The moisture content of seeds prior to cryopreservation is critical for viability. Intermediate seeds usually have only a narrow moisture content range that allows tolerance to LN exposure. On the one hand, this is limited by desiccation sensitivity—the lower limit—and on the other by the occurrence of intracellualar ice formation—the higher limit (Dussert et al. 2001). Equilibration of seeds over saturated salt solutions has been used to control seed moisture contents prior to cryopreservation of intermediate seeds, such as coffee (Dussert and Engelmann 2006) and Citrus species (Hor et al. 2005). However, species-specific methods must be developed for successful cryopreservation of intermediate seeds, as seen in this and other studies (Malik et al. 2010).

The critical moisture content of seed kernels for 80% germination varied between 0.06 and 0.1 g/g for M. elengi and was around 0.05 g/g for M. zapota (Fig. 2); while the observed equilibrium moisture content of endosperms (equilibrated at 22.5% RH at 25°C) were 0.058 and 0.044 g/g in M. elengi and M. zapota, respectively. Therefore, in the water sorption isotherm, seeds of these two species can be classed with other species that can withstand removal of sorption type II water only. In addition, because of their sensitivity to subzero temperatures, these species conform to type II seeds (Pritchard 2004). Such seeds are expected to have a T g (glass-to-liquid transition temperature) of around 5°C. On the premise that a safe temperature for seed storage may be around T g −70°C; it is possible that such seeds could be stored around −70°C, with cryopreservation the most promising method for their long-term conservation.

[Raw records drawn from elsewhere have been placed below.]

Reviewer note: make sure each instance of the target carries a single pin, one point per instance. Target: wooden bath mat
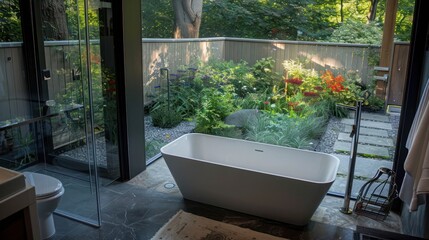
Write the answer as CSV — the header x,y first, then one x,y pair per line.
x,y
185,225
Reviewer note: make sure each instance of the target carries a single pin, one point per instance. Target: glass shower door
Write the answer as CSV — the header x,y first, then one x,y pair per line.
x,y
81,142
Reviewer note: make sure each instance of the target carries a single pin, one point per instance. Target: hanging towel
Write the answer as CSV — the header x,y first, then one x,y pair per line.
x,y
424,99
415,185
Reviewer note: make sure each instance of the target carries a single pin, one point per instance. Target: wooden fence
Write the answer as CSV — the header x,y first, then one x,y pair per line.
x,y
176,53
173,54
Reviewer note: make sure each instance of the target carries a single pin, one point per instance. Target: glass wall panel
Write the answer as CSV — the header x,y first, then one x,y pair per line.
x,y
17,129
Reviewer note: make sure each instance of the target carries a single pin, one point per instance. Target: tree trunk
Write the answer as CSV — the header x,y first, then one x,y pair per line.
x,y
54,20
187,18
373,10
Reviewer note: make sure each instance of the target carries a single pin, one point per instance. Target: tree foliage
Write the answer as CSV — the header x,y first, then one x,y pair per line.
x,y
276,19
10,21
357,32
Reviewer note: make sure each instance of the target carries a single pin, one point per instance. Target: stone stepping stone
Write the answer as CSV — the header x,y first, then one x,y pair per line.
x,y
372,116
364,167
368,150
387,142
371,124
339,186
367,131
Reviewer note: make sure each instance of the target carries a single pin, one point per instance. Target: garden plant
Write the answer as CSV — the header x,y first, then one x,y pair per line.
x,y
292,108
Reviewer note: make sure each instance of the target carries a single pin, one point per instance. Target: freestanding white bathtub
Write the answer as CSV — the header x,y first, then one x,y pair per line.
x,y
274,182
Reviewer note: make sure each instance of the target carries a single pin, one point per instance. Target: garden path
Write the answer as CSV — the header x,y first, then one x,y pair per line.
x,y
375,149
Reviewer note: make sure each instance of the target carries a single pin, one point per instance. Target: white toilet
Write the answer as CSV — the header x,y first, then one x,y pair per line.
x,y
48,194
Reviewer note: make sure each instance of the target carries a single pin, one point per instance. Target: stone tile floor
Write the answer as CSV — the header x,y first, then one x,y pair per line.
x,y
138,208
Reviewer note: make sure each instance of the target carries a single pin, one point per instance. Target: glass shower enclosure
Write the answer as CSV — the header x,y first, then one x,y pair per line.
x,y
65,125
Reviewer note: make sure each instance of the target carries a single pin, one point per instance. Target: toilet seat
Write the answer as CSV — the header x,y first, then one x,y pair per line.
x,y
45,186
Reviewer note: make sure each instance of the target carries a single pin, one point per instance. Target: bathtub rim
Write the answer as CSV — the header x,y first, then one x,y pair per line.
x,y
337,160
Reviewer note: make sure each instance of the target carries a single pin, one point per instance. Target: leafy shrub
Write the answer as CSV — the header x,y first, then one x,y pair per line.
x,y
216,104
165,117
266,77
281,129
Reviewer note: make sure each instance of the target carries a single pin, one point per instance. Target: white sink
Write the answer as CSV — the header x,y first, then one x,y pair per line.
x,y
10,182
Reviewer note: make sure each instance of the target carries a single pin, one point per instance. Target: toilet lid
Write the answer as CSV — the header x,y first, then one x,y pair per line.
x,y
44,185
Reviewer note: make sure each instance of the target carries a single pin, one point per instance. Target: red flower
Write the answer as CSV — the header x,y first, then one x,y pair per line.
x,y
295,81
311,94
318,88
334,83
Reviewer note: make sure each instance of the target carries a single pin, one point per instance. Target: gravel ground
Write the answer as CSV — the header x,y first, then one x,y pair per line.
x,y
335,126
166,134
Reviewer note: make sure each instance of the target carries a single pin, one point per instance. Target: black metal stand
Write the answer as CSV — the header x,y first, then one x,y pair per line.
x,y
353,151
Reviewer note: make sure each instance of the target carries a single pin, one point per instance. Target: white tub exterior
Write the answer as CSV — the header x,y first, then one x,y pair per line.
x,y
274,182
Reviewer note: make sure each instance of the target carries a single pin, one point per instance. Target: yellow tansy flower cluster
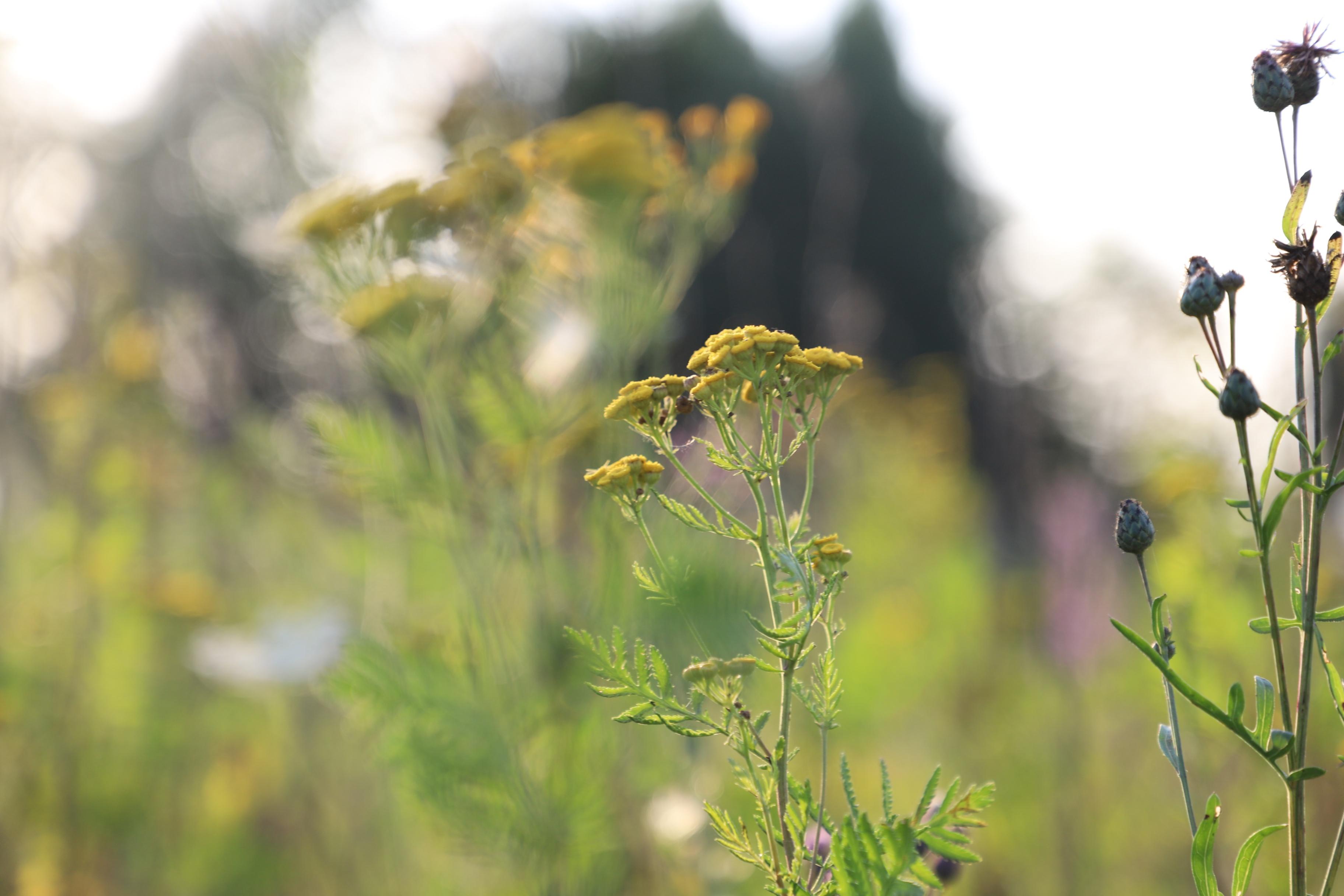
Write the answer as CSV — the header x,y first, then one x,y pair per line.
x,y
628,479
645,402
828,555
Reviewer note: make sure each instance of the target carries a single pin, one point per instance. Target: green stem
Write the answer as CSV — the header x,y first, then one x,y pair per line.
x,y
1171,714
663,569
1267,580
1309,586
666,447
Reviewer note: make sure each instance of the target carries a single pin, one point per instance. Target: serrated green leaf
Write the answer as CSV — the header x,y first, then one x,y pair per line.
x,y
687,514
1294,210
1280,428
1246,859
956,852
848,785
1202,851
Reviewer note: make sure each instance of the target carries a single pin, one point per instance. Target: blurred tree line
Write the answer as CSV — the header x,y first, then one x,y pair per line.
x,y
167,723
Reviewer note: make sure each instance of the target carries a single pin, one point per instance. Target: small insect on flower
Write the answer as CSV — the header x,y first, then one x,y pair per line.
x,y
1240,398
1203,293
1134,527
1272,89
1303,62
1307,273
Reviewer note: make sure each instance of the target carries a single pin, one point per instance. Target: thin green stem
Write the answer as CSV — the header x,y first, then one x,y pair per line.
x,y
1171,714
1279,120
822,812
1267,580
663,567
666,447
1309,585
765,806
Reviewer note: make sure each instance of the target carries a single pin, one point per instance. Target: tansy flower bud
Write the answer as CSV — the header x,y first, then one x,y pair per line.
x,y
1271,85
1240,398
1202,295
627,480
828,555
1134,527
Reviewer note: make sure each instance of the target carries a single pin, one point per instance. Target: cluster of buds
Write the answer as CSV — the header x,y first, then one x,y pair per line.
x,y
715,668
1134,527
828,557
627,480
651,403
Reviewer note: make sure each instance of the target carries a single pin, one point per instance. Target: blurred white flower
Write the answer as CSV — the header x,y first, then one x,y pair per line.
x,y
284,649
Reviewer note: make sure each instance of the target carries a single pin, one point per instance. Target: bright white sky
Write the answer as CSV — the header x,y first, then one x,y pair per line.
x,y
1086,124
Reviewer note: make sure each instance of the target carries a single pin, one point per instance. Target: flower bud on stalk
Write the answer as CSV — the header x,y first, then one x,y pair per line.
x,y
1271,85
1307,273
1134,527
1240,398
1203,293
1302,62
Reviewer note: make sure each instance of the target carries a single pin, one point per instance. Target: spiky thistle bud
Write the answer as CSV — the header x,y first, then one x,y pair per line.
x,y
1240,398
1303,64
1271,85
1307,273
1203,295
1134,527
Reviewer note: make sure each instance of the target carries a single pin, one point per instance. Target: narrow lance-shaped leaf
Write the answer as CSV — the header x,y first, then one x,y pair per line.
x,y
1167,745
1264,711
1334,257
1246,859
1202,851
1294,211
1280,428
1276,510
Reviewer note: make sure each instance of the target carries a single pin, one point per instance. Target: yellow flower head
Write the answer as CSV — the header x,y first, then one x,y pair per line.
x,y
628,479
828,555
745,119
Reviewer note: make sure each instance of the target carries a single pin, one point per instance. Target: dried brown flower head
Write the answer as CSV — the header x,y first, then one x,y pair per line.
x,y
1307,273
1304,64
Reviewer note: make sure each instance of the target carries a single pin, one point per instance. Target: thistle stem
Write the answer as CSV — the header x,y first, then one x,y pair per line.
x,y
1279,120
1171,714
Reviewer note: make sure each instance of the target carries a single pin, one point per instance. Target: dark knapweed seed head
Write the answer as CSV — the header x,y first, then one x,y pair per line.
x,y
1307,273
1202,295
1134,527
1303,62
1271,85
1240,398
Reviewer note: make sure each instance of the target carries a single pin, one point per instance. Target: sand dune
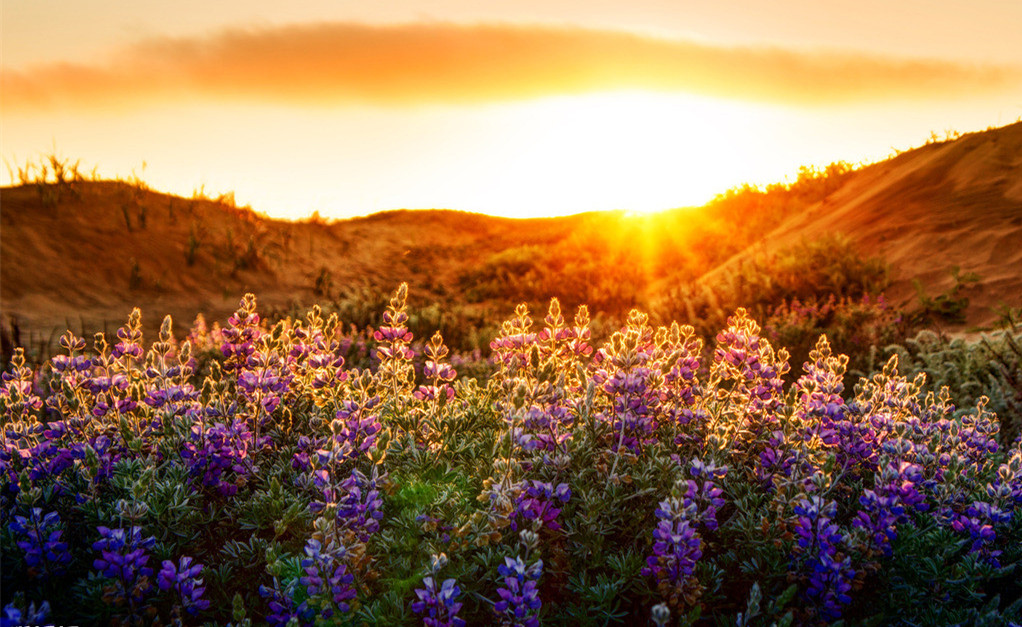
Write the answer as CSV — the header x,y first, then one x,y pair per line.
x,y
956,203
86,257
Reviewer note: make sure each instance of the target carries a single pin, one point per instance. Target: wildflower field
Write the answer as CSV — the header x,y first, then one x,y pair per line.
x,y
295,474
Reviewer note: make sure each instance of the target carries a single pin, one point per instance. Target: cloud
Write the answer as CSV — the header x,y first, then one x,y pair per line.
x,y
423,63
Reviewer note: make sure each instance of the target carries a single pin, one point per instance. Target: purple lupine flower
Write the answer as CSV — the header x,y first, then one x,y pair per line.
x,y
519,604
677,547
240,335
327,581
356,429
979,521
283,609
436,372
539,504
703,493
185,581
360,511
817,556
217,452
45,553
748,360
263,381
123,558
880,516
33,615
439,606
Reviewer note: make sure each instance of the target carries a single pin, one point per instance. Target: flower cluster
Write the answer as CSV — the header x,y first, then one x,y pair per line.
x,y
45,553
124,558
539,505
219,454
820,560
184,580
519,595
438,605
326,579
677,547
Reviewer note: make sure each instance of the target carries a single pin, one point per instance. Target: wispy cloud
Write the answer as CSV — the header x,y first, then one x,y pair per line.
x,y
421,63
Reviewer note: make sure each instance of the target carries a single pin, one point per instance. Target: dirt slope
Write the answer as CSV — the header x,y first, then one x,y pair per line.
x,y
957,203
82,255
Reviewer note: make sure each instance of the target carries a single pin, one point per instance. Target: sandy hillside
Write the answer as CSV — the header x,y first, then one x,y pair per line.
x,y
956,203
82,255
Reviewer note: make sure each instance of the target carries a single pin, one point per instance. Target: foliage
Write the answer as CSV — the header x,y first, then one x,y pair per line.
x,y
256,474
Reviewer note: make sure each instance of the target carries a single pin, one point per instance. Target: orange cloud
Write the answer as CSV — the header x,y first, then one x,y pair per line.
x,y
420,63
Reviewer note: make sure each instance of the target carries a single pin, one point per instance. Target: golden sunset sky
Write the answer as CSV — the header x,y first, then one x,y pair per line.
x,y
510,107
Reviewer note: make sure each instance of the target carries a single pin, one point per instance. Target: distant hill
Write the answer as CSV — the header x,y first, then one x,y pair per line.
x,y
83,254
926,211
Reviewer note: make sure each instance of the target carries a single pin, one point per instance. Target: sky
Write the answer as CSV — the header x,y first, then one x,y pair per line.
x,y
514,108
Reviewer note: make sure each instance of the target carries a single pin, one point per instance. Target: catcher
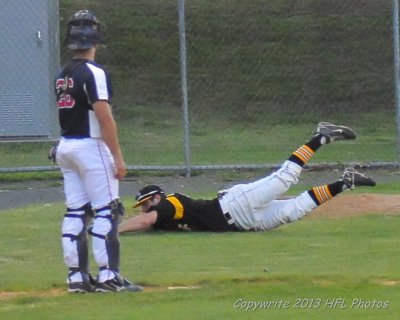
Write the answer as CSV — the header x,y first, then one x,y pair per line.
x,y
247,207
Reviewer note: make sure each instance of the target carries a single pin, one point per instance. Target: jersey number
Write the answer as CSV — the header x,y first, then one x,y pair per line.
x,y
64,100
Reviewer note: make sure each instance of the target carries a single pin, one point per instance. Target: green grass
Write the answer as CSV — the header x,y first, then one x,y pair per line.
x,y
315,258
155,137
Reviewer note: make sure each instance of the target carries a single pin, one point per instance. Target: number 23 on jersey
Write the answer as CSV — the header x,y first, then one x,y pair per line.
x,y
64,100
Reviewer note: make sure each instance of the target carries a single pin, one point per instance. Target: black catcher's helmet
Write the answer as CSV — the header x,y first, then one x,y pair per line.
x,y
147,193
83,31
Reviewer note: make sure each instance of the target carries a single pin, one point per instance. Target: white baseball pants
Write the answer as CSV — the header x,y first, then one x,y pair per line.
x,y
253,206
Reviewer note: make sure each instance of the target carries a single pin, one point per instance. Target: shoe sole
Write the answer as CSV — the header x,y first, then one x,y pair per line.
x,y
330,130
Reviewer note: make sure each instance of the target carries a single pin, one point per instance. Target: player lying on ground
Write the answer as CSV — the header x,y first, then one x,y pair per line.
x,y
247,207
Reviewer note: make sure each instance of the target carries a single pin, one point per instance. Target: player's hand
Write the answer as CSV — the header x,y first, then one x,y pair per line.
x,y
120,168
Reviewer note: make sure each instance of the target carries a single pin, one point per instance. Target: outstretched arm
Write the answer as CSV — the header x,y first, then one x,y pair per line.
x,y
141,222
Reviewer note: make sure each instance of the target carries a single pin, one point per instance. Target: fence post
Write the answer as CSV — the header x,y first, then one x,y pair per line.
x,y
396,54
185,106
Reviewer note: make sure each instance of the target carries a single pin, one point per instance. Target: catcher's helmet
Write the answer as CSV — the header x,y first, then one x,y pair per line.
x,y
147,193
83,31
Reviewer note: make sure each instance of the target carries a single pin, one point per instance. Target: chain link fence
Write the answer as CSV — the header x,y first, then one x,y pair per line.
x,y
259,75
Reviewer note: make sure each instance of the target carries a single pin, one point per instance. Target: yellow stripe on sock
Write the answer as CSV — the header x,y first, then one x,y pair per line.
x,y
322,193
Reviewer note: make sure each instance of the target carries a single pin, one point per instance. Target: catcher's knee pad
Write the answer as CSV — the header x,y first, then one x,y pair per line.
x,y
74,237
105,233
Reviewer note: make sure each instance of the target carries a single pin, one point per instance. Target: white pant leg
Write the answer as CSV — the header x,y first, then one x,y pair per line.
x,y
101,228
71,226
280,212
244,200
88,169
74,188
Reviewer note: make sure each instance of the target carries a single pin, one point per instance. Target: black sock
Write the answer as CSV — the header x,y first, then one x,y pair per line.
x,y
326,192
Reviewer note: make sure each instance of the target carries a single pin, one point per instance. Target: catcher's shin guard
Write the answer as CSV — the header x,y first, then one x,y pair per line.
x,y
74,238
105,233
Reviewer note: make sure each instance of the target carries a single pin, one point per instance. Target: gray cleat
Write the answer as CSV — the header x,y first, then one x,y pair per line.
x,y
352,178
335,132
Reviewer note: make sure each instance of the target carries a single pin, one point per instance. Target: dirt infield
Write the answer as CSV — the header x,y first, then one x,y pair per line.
x,y
360,204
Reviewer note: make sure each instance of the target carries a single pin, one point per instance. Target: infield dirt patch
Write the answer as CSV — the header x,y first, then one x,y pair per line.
x,y
359,204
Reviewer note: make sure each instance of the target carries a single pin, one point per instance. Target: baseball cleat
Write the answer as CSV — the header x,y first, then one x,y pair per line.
x,y
333,132
117,284
80,287
352,178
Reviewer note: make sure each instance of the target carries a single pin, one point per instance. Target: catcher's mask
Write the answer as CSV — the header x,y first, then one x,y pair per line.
x,y
147,193
83,31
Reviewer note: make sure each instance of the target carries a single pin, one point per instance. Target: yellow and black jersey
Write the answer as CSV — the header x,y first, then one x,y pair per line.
x,y
180,212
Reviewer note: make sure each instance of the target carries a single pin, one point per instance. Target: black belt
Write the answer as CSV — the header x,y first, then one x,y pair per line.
x,y
229,218
231,222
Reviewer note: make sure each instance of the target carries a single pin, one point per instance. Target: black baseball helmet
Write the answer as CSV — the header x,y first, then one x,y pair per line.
x,y
83,31
147,193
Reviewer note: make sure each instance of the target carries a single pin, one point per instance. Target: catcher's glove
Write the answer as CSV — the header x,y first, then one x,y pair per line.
x,y
53,153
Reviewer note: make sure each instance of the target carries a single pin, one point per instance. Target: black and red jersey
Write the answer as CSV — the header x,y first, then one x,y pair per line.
x,y
81,83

Although cryopreservation of type II seeds of coffee (Dussert and Engelmann 2006), oil palm (Grout et al. 1983; Engelmann et al. 1995), neem (Berjak and Dumet 1996) and papaya (Ashmore et al. 2008) have been reported, cryopreservation of type II seeds remains difficult. Most type II seeds are from tropical plants and may therefore not be innately cryotolerant. The development of successful cryopreservation protocols is complicated by interspecific and intraspecific variation, variation among different parent plants, and variation in the responses of different constituents from the same individual seed (Abdelnour-Esquiel et al. 1992; Hong and Ellis 1995; Dussert et al. 1998; Wen and Song 2007a, b; Wen et al. 2010).

Variation in cryotolerance within different constituents of individual seeds is the most complex. For instance, we showed that germination failure of cryopreserved seeds was associated with nonviability of the cotyledon and plumule, while hypocotyls and radicles retained some developmental capacity. Previous reports of similar phenomena include survival of embryo axes but not of mature seed of hazelnut (Normah et al. 1994), and higher sensitivities of some organs to cryopreservation (Chin et al. 1988; Kuranuki and Yoshida 1996; Dussert et al. 1998, 2001; Vasquez et al. 2005).